Primary Outcome Measures:
  • To determine the effects of antitachycardia pacing (ATP) therapies on prevention of atrial fibrillation recurrence over the long term

Secondary Outcome Measures:
  • To determine the effects of atrial pacing prevention algorithms on the time to recurrence of atrial fibrillation over the long term

Enrollment: 120
Study Start Date: December 1999
Study Completion Date: June 2007
Primary Completion Date: June 2007 (Final data collection date for primary outcome measure)
Detailed Description:

There are some clinical and experimental data to suggest that atrial overdrive pacing should prevent AF. In our pacemaker population with tachy-brady syndrome, and in the PA3 study population, we observed that AF frequently clusters and may recur early following an episode of AF.

We are conducting a randomized trial of both prevention algorithms and antitachycardia pacing (ATP) therapies for the treatment of atrial tachyarrhythmias and thereby prevention of AF over the longterm.

Patients with a history of paroxysmal AF who received an AT501 pacemaker for the treatment of bradycardia will be randomized to having both the prevention and therapy algorithms "ON", both "OFF" or having only the therapy algorithms "ON". They will be followed every 3 months for 1 year, then every 6 months for an 2 additional years.
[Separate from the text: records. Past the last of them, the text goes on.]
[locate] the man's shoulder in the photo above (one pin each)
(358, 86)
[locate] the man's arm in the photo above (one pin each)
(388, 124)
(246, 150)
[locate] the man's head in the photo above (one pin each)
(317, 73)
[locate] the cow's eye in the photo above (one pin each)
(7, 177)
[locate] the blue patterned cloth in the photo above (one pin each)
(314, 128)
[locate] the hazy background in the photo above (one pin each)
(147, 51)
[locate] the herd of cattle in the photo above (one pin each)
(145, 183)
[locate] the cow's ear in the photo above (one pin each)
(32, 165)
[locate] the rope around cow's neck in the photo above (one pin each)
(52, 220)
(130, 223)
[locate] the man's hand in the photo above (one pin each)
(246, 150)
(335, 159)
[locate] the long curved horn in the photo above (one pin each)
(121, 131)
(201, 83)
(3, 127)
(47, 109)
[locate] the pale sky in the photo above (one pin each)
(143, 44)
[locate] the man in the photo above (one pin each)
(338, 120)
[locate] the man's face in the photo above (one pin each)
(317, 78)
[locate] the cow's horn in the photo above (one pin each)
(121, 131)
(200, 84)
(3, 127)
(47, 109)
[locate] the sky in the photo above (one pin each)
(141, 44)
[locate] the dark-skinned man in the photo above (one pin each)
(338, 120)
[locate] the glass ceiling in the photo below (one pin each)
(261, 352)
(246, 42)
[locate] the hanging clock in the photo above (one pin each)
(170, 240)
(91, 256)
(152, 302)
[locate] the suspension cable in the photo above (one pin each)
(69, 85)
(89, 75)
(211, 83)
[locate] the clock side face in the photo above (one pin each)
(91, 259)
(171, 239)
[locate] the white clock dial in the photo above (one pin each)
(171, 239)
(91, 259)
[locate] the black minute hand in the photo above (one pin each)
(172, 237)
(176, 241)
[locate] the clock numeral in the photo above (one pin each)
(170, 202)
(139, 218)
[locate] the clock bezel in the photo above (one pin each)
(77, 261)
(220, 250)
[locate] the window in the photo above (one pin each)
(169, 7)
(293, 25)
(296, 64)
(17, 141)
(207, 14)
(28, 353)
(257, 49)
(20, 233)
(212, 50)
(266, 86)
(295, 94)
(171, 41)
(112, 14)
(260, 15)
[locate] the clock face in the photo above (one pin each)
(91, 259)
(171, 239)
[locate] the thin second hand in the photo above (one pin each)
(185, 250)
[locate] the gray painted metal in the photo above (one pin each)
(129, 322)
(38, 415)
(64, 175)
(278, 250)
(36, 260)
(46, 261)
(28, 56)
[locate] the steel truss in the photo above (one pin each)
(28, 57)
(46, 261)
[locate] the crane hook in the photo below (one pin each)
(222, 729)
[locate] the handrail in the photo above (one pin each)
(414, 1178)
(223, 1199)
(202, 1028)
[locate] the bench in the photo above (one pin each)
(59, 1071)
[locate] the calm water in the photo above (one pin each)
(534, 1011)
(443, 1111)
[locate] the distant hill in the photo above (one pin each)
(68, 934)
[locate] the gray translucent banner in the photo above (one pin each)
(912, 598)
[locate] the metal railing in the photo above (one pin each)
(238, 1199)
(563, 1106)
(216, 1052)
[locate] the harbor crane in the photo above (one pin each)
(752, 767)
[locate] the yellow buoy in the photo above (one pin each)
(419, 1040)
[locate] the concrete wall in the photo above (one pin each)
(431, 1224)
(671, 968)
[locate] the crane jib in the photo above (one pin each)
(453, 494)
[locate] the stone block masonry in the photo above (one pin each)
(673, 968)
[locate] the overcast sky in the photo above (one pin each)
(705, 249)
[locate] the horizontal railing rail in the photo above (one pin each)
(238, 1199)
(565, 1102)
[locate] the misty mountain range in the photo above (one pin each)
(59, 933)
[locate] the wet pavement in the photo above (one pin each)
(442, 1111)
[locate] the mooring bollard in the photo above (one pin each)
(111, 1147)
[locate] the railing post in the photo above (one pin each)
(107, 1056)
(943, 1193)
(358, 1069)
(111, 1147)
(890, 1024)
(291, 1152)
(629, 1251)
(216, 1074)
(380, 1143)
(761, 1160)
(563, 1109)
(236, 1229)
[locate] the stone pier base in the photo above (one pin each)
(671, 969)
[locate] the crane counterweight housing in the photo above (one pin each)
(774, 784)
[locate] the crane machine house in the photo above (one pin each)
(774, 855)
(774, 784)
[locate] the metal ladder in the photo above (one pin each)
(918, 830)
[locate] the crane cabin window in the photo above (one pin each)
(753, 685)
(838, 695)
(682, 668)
Recurrence and frequency of AF will be determined over time based on data retrieved from the device at each follow-up visit.

  Eligibility

Ages Eligible for Study:   18 Years and older
Genders Eligible for Study:   Both
Accepts Healthy Volunteers:   No
Criteria

Inclusion Criteria:

  • Reason for pacing: symptomatic bradycardia
  • Paroxysmal AF (>5 min duration, >3 episodes) post implant of AT501 pacemaker
  • On stable antiarrhythmic drugs
  • Life expectancy >3 years

Exclusion Criteria:

  • Life expectancy <3 years
  • Unable to give informed consent
  • Unable to come for followup
  • Chronic AF
  Contacts and Locations
Choosing to participate in a study is an important personal decision. Talk with your doctor and family members or friends about deciding to join a study. To learn more about this study, you or your doctor may contact the study research staff using the Contacts provided below. For general information, see Learn About Clinical Studies.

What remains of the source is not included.